Table of Contents

About

Suppose you have a DHCP-enabled network where some firewall restrictions are imposed on a range of addresses and that you have a set of connecting Windows clients for which all the firewall rules have to be bypassed. In that case, the easiest way would be to use DHCP to place the Windows clients in a separate network and adapt the firewall rules accordingly. This can be achieved with DHCP option 77 sent by Windows clients in case they have a configured interface class id.

Setting up Windows

The first thing to do is to assign a class ID to the Windows clients by using the ipconfig option in a Windows command prompt with elevated privileges. For example for the adapter called Local Area Network you would issue the command:

ipconfig /setclassid "Local Area Network" punchthrough

which will set the class identifier to punchthrough on the Local Area Network adapter. To see the changes, you would issue:

ipconfig /all

and look for the line starting with DHCPv4 Class ID.

Configuring ISC DHCPd

To configure the ISC DHCPd server, you would edit your existing configuration file (usually placed at /etc/dhcpd/dhcpd.conf and add assign the option 77 and then configure DHCP class that would match the punchthrough client ID sent by the Windows clients.

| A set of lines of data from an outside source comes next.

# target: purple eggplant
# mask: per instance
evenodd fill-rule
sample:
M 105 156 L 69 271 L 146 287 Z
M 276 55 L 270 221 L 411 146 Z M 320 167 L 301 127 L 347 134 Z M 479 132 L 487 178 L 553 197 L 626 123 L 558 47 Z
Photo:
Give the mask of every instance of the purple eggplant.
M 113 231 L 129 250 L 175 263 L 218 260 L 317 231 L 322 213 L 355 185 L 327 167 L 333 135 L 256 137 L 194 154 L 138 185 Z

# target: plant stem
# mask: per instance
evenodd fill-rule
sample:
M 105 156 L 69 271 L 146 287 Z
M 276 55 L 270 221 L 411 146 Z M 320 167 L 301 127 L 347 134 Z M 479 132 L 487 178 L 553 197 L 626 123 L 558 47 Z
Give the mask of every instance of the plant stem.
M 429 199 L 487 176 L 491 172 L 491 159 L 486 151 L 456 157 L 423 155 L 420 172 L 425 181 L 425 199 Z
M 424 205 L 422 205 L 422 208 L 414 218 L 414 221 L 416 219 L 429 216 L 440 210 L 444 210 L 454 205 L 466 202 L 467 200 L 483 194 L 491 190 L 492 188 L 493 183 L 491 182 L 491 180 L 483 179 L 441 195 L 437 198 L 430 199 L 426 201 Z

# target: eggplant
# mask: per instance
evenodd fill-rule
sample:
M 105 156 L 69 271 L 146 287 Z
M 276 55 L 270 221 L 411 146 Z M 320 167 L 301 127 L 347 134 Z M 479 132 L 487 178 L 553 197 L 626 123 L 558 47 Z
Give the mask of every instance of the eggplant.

To configure option 77 for DHCPd, you would add in the DHCPd configuration file in a global scope:

option windows-class-id code 77 = string;

where windows-class-id is any name you want to assign to code 77.

After that, configure a class that matches the client identifier sent by Windows:

class "punchthrough" {
    match if option windows-class-id = "punchthrough";
}

Finally, in the subnet declaration, you can configure two separate pools. Suppose we want to give the clients that send a puncthrough class ID a range of addresses 192.168.0.100 to 192.168.0.200 and all the other clients a range of addresses 192.168.0.50 to 192.168.0.80. Then we would configure DHCP as:

subnet 192.168.0.0 net mask 255.2555.255.0 {
    option routers 192.168.0.1; # router is at 192.168.0.1
    # more global options...
    
    # Windows clients sending class ID "punchthrough" will be matched in this pool.
    pool {
        allow members of "punchthrough";
        range 192.168.0.100 192.168.0.200;
    }
    
    pool {
        deny members of "punchthrough";
        range 192.168.0.50 192.168.0.80;
    }
}

Monitoring Traffic

To check that the setup is in order, you can use tcpdump and check the appropriate ports for DHCP messages. Most likely, when you issue on the Windows machine:

ipconfig /renew

you will see traffic sent by the client, amongst which:

	    CLASS Option 77, length 12: "punchthrough"

which should be matched by DHCP if the setup is correct.